How knows JVM the generics type paramter without arguments?

Question

I have a generics factory method.

public static <T> List<T> create(){
    return new ArrayList<T>();
}

But it hasn't arguments/parameters.

I don't give the type paramter for the function, but it knows the appropriate type without any arguments.

public static void main(String[] args){
    List<Integer> intlist = create();  //it is an Integer List
    List<String> stringlist = create();  //it is a String List
}

Answer 1

One point of view is that when the generic parameter is not explicitly given, it is inferred. Usually, it is inferred from the arguments, but when there are no arguments, in limited cases (e.g. variable declaration) it can be inferred from the left side.

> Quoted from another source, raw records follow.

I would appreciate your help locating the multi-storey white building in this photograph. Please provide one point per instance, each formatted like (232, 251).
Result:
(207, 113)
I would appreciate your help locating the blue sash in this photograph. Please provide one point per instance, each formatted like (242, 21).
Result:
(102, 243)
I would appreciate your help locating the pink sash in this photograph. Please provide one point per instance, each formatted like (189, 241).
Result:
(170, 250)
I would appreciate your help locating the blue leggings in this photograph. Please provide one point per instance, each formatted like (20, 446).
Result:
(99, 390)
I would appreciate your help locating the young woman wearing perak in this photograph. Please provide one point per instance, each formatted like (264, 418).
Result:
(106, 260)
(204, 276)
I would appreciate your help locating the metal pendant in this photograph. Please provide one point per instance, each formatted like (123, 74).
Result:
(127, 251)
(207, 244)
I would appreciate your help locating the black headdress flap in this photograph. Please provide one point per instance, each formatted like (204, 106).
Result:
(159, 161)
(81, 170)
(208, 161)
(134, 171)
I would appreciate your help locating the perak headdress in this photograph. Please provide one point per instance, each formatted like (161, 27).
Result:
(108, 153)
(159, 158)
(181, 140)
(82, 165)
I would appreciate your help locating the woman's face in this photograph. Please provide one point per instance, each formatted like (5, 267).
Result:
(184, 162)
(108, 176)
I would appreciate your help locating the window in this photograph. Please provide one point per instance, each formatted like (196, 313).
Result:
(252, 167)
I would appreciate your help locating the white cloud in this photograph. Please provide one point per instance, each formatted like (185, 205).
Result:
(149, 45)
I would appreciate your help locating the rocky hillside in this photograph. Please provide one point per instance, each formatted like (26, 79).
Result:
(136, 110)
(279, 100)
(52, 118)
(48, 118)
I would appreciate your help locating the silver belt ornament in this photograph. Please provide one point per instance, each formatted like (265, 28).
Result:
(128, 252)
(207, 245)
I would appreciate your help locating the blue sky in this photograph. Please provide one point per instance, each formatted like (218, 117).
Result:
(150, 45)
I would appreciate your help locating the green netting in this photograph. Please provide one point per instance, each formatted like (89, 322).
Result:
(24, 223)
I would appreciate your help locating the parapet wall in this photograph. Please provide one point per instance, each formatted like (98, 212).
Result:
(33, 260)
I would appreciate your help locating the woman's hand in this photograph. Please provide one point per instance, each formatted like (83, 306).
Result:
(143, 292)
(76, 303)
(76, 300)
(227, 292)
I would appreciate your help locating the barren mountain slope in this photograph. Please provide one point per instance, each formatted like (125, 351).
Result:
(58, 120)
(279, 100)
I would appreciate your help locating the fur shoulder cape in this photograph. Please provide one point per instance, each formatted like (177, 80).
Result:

Another point of view is that, when the generic parameter is not explicitly given, the compiler doesn't really care what the parameter is exactly. After all, the type parameter does not affect the compiled bytecode at all. It just needs to be able to prove that there exists some type parameter that would make it work; and it doesn't care any more. There could be multiple valid type parameters for a situation; but it doesn't care which one is "used", because it has no effect on the result. In this case, since the method takes no arguments and returns a List<T> where T is a generic for the method, as long as it's used in a context that takes a List, it is valid, because regardless of List<what exactly> is desired, a valid T exists (T = whatever type parameter is desired). So the compiler doesn't actually need to check the type parameter at all in this case.

Answer 2

The JVM doesn't know the generic type parameter due to type erasure.

The Java compiler is able to infer that T should be Integer or String in your examples, because it has access to the generic type information on the types of the variables you have declared.